I think I've done my just crying - though since the "break up" I have not cried. Just am still in the RAGE stage, but that is leaving me slowly. Now it's the ... can I date again this soon - part.

Should I SEE that stock guy? I mean really, am I ready? I guess it's just a date and doesn't really MATTER. But seeing as I'm out of a relationship and in THERAPY, I'm kind of a mess right now.

Though I praise my therapist - though I've only met with her once, I see my issues are with my job and self esteem.

So I am going to hit the gym three times a week now.

Yes, three. And get back on WW because this week I've been eating BAD and no exercise...I call that WEIGHT GAIN CITY. I'm going to use my get out of weigh in pass on Monday.

I've come to nearly hate my job since my therapist pointed out how I seem to dislike it so...and also hate the associate with the fucking EX ... due to me trying to forget it even HAPPEND and having fucking PEOPLE UP MY ASS asking about him. I'm praying WORD got out and I'll be saved from explaining.

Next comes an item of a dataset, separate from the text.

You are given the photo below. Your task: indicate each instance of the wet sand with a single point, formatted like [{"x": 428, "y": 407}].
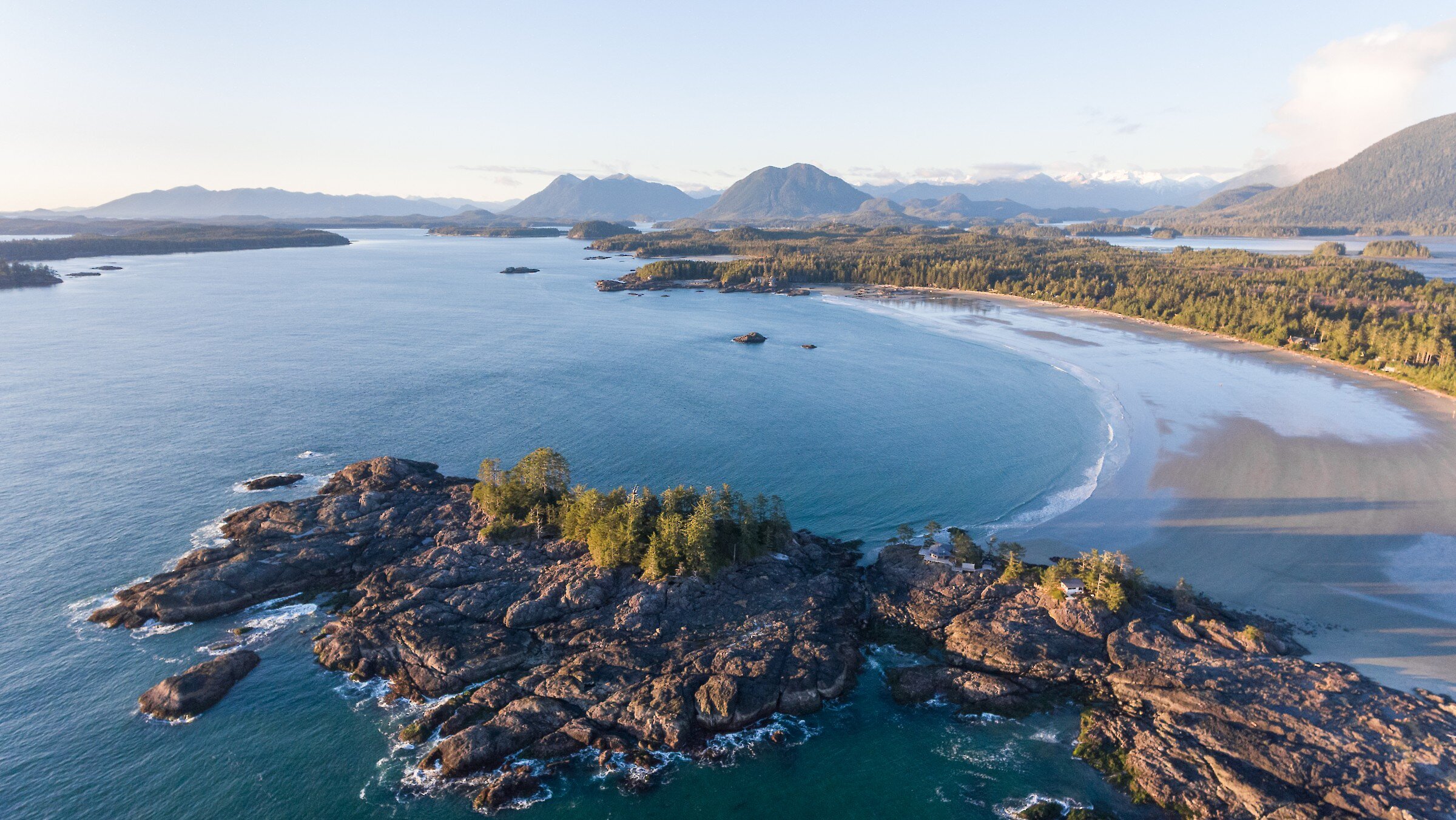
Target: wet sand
[{"x": 1304, "y": 490}]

Okay - also please - thanks but ... I am okay. I am sad that the "love" part of the relationship is gone ... merely calling someone your own and feeling loved - but this part of the relationship died weeks/months ago. I'm not even sure if it really existed other than us playing relationship with each other.

I feel stupid for giving or maybe not giving him my virginity. I don't know if I'm a virgin or not. Some say it's in your head ... some say if you "rip" then you are not.

I don't know what the fuck happend the night we tried. He said he didn't even get half way in ... so to me, I feel the semi-virgin.

Just like my life to have things so fucked up all the time. Nothing ever goes right and I usually am left with a silly ass story such as that.

The semi-girl. That girl that's always between things ... I'm semi-depressed. I'm semi-introvert ... all of those things...geez.

Anyway it's nice to be with my parents and feel taken care of ... like a kind of retreat. Then not seeing my sister for a week ... nice nice. Just getting away, making way for CHANGE. Wish I could call off work so I could relish the house to myself.

But I think I'll just leave early Sunday and drive home so I can have some nice time to myself!! Go grocery shopping and ... watch TV! And just be on my own.

I took a fucking trim spa today and have felt pretty SHITTY ... headachy ... tired ... etc. That means I haven't had enough water. Fuck.

Oh well ... okay ... my plan of action now ... uh basically to get healthy and lose weight so that snooty fucking WW biotch won't be like *sing-songy voice* oh well didn't lose any this week eh! BITCH.
Also want to apply to more jobs - rethink my career moves now. I've applied to a few jobs in Chicago. Though I am SCARED to have to go there for interview, but my luck, anymore, they won't even call. I do not expect anything right now.
And also get my college shit together! It's surreal to be going back to college, though I worry about me looking for a new job ... and what that might cause to my college dream.

But these things are coming in stride. I am picking myself up from a long time on the ground ... continually being SHIT ON ... now getting back up and realizing that life goes on and I deserve better ... that I can get better ... and fuck it let's get back on the road.